No reason to leave early if you’re getting free drinks, eh?
Mister Mike: Football Saturday in Lincoln, NE is Football Saturday, period. It’s an all day experience like Brandon said. I really don’t think businesses will be that affected by it at all. And if we want more night games in the future, then we’ve got to start playing like we deserve to be on Prime Time.
Husker Mike: You’d have to ask the business owners, but I suspect that an afternoon game probably is more profitable for them than a morning or evening kickoff. It gives people a chance to do something before and after the game.
As for last year’s bad losses, they have absolutely nothing to do with the reason why more games are not in prime time. UCLA maybe, but Notre Dame was going to win that battle for a TV timeslot no matter what Nebraska did last year. Every other game that would have been a candidate for prime time is in November, and that’s a whole other issue.
Brian: It’s probably a good thing, considering that the longer tailgates seem to go, the more people don’t seem to take alcohol ingestion very well.
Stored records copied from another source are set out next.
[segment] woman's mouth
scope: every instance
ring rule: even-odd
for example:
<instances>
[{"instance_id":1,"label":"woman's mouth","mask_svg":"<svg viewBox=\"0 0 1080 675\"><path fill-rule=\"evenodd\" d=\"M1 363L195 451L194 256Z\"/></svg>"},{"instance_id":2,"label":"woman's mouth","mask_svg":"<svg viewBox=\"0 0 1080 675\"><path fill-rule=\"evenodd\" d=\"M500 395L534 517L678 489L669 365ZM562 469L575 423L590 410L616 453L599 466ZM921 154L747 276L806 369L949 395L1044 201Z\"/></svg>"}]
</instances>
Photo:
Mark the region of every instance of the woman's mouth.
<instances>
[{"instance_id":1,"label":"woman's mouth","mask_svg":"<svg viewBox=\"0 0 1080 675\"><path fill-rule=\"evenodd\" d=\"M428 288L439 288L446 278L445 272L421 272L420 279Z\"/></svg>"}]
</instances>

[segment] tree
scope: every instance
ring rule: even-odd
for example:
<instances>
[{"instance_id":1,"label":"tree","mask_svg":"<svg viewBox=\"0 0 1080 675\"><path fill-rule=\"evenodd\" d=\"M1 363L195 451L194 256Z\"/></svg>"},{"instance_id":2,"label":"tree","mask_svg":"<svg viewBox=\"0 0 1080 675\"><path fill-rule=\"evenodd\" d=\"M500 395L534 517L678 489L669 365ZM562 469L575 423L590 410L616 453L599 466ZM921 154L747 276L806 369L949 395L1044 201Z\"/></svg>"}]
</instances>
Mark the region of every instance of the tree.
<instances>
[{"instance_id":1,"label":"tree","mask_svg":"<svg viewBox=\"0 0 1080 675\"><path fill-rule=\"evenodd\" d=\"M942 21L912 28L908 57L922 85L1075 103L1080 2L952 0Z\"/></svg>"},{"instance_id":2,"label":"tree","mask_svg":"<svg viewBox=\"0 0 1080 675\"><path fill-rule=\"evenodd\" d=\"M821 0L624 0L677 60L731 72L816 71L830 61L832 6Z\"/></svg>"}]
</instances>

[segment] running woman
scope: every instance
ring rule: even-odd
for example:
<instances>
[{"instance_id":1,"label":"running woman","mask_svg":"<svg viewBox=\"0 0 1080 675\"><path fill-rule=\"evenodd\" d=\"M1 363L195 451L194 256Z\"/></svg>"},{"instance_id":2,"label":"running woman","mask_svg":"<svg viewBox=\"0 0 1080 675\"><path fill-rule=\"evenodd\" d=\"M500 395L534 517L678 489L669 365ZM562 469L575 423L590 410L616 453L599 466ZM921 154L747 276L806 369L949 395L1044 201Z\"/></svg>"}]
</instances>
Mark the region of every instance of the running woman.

Hotels will make a lot of money, so will bars, so will other people that live for 8 Saturdays in a year and seemingly forget the other 358 days of the year sometimes. But, if they can get it, so be it. One group of people that has to be happy, however, is the Lincoln Police Department folks. 11am games are hard to get bombed by kickoff (unless you’re really trying, and then you should probably have someone talk to you about that), and everyone is home and ready for SABADO GIGANTE at 6pm at night. Win-win in my book.
By the way, the UCLA game and all the rage over that not being in prime-time? There is another game that I bet gets the prime time spot next to ND-Purdue. Just the rematch of Manziel vs. Saban as Alabama comes west to play TAMU. Now does 11am or 2:30 sound bad all of a sudden?